New upwards trend line apparent on the 1 day ETHUSD chart:
We will examine the 1 day ETHUSD chart from Bitfinex, while plotting the 50 period SMA, the Williams Alligator’s SMAs, and the MACD indicator, as shown on the below chart. We can note the following:
- To mark basic resistance and support levels that will help us during our upcoming analyses, we will extend Fibonacci retracements that span from the low recorded on October 23rd, 2017 ($273.50), and the high recorded on January 13th, 2018 ($1,424.06). As shown on the above chart, we can note that ethereum price is heading towards a crucial resistance level around $545.17, which corresponds to the 76.4% Fibonacci retracement.
- A new upwards trend line is now apparent on the chart (the blue trend line on the above chart) and proves that the bearish wave that was evident since the latter half of February, has been successfully reversed. A “bullish engulfing” candlestick pattern was completed on April 8th, and marked the beginning of a new bullish wave.
- The Williams Alligator’s SMAs are realigning to exhibit a bullish signal, which confirms that the bullish wave is getting stronger. Now, the green SMA (lips) is on top, and the blue SMA (jaw) is on the bottom. The red SMA (teeth) is moving to lie between the lips and the jaw, which completes the bullish alignment. When this alignment is completed, we can say that the alligator’s mouth is “open and eating” in the bullish direction. As such, we can expect ethereum price to break through the resistance around the 76.4% Fib. retracement ($545.17) during the next 24-48 hours.

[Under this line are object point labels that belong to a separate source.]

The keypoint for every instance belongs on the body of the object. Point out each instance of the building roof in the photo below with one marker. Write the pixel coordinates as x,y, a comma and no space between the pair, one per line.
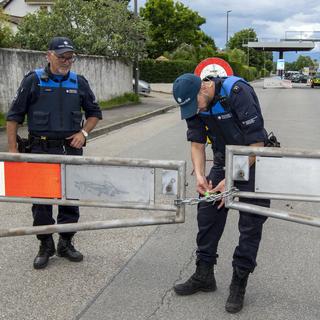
13,19
4,3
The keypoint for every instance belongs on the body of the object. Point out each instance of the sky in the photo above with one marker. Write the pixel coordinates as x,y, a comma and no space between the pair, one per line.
271,19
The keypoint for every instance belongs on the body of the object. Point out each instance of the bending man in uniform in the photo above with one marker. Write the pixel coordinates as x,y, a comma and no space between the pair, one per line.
230,110
52,99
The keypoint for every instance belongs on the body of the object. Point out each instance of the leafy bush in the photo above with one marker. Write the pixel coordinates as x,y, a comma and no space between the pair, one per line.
164,71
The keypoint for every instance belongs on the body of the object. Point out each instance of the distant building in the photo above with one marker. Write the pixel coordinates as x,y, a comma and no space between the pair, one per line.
17,9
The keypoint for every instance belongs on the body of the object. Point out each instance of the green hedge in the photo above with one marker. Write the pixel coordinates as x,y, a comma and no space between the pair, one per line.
164,71
167,71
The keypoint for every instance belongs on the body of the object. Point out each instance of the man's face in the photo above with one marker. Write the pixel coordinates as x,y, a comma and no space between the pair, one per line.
205,94
60,64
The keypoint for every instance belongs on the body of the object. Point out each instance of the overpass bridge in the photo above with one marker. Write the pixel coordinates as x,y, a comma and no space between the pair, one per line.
293,41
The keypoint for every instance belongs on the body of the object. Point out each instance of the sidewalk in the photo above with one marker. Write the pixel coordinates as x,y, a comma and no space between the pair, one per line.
116,118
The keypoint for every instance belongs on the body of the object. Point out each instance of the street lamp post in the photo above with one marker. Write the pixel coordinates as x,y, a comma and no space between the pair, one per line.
227,37
136,60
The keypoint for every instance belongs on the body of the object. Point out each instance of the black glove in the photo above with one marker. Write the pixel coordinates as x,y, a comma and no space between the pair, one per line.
273,141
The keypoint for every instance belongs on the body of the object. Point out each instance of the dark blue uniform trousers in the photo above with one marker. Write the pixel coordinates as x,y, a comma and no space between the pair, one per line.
211,223
42,214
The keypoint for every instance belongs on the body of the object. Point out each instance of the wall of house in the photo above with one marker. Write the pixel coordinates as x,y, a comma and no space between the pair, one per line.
20,8
107,78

- Even though the value of the MACD is still in the negative territory, it exhibits a bullish alignment, as the blue MACD line has crossed above the red signal line. The MACD is sloping in an upwards direction which boosts the significance of the bullish signal conveyed via the MACD.

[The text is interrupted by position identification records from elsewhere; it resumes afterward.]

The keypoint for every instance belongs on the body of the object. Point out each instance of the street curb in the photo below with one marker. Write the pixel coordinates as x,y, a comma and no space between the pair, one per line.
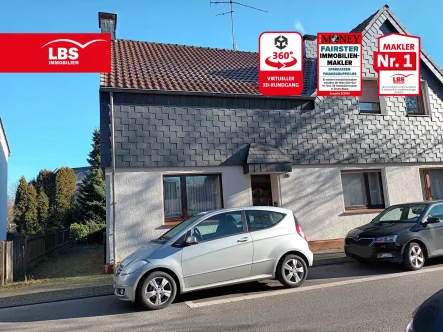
53,301
332,261
106,292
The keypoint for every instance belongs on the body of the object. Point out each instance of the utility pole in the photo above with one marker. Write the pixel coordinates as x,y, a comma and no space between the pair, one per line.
231,13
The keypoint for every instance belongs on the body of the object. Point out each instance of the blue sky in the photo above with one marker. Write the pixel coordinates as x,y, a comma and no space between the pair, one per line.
49,118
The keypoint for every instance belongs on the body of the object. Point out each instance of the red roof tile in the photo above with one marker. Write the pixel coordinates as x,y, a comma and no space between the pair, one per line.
167,67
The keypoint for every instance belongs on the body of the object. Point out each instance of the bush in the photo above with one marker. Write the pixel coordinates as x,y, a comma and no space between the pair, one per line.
79,231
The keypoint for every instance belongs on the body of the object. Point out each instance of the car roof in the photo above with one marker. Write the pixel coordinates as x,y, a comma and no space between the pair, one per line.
422,202
265,208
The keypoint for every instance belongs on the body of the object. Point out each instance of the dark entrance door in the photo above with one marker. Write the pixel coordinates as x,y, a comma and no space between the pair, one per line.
261,190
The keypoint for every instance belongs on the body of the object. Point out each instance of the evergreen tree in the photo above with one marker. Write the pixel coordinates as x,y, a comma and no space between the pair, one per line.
21,203
92,191
65,187
46,181
31,216
42,208
26,208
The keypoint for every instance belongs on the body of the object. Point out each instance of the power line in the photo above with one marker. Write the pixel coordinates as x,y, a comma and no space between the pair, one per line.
231,13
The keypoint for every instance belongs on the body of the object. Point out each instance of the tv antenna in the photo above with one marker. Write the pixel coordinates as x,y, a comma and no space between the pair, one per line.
231,12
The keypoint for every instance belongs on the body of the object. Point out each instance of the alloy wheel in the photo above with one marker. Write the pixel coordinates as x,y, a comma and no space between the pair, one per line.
293,270
416,256
158,291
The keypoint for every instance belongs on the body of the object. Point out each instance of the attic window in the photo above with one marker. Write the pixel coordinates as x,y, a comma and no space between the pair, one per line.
418,105
369,101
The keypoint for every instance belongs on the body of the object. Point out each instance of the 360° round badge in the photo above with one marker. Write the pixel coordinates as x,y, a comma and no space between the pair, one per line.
280,63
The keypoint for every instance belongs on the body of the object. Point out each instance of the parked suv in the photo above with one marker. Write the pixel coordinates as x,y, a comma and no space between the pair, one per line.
213,249
405,233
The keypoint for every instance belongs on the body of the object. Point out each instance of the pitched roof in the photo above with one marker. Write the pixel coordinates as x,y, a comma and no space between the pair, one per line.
167,67
363,25
366,24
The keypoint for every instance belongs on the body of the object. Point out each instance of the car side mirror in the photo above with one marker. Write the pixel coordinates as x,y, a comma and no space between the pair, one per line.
191,240
432,220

Three “bullish engulfing” candlestick patterns apparent on the 4 hour ETHUSD chart:
Now, let’s examine the 4 hour ETHUSD chart from Bitfinex, while plotting the Williams Alligator’s SMA and the Ichimoku Cloud, as shown on the below chart. We can note the following:
- An upwards trend line (bluish trend line on the above chart) is evident on the chart and confirms the current bullish sentiment of the market.

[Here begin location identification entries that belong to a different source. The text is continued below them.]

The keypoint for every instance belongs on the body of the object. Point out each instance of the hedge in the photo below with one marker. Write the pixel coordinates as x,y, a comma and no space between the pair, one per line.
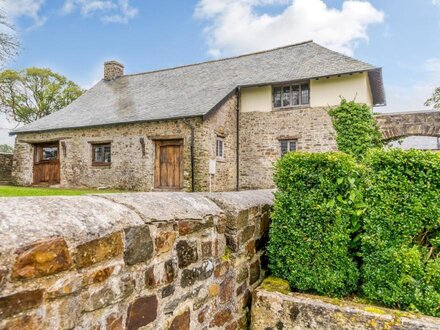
356,129
401,243
315,221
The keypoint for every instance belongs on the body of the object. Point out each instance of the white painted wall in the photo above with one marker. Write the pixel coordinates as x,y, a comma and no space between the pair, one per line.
256,99
323,92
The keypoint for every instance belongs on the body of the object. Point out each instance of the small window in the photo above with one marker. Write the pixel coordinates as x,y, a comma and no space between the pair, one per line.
291,95
220,148
287,146
102,154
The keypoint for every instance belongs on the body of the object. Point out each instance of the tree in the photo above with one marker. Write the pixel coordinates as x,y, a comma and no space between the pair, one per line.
33,93
6,149
434,100
9,44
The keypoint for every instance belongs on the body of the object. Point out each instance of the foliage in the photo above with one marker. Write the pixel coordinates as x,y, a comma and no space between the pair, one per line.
316,222
434,100
401,243
6,148
356,128
33,93
9,44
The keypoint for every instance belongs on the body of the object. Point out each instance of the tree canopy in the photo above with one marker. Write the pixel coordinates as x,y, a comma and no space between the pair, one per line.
9,44
33,93
434,100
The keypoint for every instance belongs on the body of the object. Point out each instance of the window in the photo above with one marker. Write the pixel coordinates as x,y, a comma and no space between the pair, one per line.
287,146
102,154
220,147
291,95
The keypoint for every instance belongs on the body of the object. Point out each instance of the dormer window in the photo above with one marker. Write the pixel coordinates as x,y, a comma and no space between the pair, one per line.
291,95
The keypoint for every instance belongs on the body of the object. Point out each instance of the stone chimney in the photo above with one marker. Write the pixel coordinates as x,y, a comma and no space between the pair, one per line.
113,70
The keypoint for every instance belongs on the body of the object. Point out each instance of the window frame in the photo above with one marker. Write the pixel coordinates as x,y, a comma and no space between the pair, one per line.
220,139
101,145
298,84
289,142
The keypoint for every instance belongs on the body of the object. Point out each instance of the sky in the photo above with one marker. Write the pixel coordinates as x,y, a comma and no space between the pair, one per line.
75,37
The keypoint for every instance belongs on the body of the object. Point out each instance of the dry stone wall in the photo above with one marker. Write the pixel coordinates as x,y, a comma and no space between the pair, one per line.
5,168
130,261
274,307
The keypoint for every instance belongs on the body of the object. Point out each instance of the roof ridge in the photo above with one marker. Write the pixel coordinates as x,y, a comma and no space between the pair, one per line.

- Three bullish engulfing candlestick patterns have been formed since April 6th. These patterns represent evidence that March’s bearish wave has been broken down and that a new bullish wave is controlling the market.
- The Williams Alligator’s SMAs are exhibiting a strong bullish alignment. The alligator’s mouth is “open and eating” in the bullish direction. As such, we can expect Ethereum price to rise towards the resistance around $545.17 during the next 24-48 hours.
- The Ichimoku Cloud has turned green (bullish). Ethereum price has climbed above the cloud, and the candlesticks have moved above the Base Line (red line). Furthermore, the Conversion Line (blue line) has crossed above the Base Line (red line). All these four signals are strong bullish signs conveyed via the Ichimoku Cloud.
Conclusion:
Ethereum price has been somehow moving sideways during the past 24 hours after a week of powerful bullish market movement. Our technical analysis predicts that ethereum price will most probably rise to test the resistance around $545.17 during the next 24-48 hours.